Die dreizehnjährige Johanna, unehelich geboren, bei einer Ziehfamilie aufgewachsen, verlässt um 1930 das kleine Dorf nahe Güssing im Burgenland, um über den Semmering nach Niederösterreich zu fahren und dort Schneiderin oder einen anderen Beruf zu erlernen. Tatsächlich jedoch landet sie als Dirn (Magd) auf einem Bauernhof und wird gegen ein Bett in der Kammer der Bauerstochter und ein karges Mahl zu allerhand anstrengenden Arbeiten in Haus und Stall herangezogen.

Nüchtern im Schreibstil handelt Renate Welsh diesen Roman ab und vermag es dennoch, mit jedem Satz, mit jeder Szene, das Herz des Lesers zu berühren. Aber genau so war es damals, vor hundert Jahren, als uneheliche Kinder nichts zu wollen hatten. „Das wäre ja noch schöner, wenn ledige Kinder schon was wollen dürften!“ (kindle, Pos. 259).

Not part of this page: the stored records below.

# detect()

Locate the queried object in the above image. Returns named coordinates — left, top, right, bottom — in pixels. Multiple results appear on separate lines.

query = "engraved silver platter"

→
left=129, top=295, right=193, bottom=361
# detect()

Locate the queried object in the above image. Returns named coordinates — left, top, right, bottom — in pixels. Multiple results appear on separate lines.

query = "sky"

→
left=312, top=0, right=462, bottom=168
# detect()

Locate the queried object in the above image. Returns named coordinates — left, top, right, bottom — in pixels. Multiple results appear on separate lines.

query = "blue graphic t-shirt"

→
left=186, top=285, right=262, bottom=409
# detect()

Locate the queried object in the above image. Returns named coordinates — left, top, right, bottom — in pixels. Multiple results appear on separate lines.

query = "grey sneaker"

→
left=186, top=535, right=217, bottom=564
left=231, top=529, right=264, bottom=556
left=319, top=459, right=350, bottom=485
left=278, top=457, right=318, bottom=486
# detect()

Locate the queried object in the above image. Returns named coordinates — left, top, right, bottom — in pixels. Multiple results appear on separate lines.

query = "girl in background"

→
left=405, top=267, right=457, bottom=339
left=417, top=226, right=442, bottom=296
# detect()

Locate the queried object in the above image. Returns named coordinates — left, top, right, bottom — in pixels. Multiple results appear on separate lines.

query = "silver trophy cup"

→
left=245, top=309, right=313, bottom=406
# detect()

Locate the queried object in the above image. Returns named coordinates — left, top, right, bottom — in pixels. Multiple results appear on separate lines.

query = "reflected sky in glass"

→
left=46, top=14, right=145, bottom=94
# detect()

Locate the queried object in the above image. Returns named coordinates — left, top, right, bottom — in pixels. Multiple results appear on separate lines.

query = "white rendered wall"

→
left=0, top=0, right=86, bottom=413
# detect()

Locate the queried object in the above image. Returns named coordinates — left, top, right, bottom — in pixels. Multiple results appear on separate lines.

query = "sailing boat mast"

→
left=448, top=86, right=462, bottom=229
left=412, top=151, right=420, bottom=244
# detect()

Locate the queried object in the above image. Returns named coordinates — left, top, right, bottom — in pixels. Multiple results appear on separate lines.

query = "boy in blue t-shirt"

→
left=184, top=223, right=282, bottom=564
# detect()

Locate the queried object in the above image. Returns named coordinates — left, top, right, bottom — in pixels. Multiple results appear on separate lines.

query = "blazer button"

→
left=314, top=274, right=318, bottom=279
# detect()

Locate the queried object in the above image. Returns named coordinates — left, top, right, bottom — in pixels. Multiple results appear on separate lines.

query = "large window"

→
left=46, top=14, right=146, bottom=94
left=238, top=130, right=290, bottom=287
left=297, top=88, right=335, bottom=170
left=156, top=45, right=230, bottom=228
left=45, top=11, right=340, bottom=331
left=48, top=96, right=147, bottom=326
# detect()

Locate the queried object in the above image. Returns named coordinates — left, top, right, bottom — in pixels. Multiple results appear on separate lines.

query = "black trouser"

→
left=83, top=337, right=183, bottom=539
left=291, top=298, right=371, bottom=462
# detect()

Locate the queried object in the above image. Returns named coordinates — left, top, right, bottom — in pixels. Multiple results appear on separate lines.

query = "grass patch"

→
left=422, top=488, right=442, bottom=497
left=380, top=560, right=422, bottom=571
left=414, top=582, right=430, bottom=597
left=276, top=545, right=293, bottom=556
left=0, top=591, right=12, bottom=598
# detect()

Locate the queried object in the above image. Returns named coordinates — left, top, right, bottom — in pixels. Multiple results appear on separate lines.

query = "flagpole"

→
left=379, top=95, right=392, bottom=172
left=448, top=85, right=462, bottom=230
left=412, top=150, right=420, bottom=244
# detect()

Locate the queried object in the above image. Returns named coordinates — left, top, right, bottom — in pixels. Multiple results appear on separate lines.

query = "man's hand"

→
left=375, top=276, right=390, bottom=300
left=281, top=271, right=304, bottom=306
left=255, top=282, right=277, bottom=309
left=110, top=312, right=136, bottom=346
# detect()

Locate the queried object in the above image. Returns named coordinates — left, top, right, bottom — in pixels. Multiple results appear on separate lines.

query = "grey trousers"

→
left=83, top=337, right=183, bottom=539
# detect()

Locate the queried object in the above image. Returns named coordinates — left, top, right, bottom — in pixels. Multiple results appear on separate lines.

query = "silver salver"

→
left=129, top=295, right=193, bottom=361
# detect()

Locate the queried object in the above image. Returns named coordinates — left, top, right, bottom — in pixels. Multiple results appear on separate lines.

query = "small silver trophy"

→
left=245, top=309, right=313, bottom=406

Ungern fügt sich Johanna in ihr Schicksal, hadert damit, dass sie von der Mutter „hergeschenkt“ worden ist, irgendwann nur noch ein „so was“ ist für die Nachbarn, nicht einmal mehr „so eine“ (Uneheliche). Trostlos, aber doch voller Lebendigkeit, schildert Welsh, wie es Johanna und Ihresgleichen ergangen ist, zeigt Bilder von blutigen Händen durch schwere Arbeit, Bilder von schweren Herzen durch die Einsamkeit. Ausgezeichnet gelingt eine sehr realitätsnahe Darstellung des Lebens in den 1930er-Jahren, welche überschattet ist von Standesdenken, hartem Schaffen und Entbehrungen. Trotz allem Ungemach kann Johanna durchhalten, kann sich ihre Träume und Ziele stets vor Augen bewahren, auch wenn es nicht immer einfach ist.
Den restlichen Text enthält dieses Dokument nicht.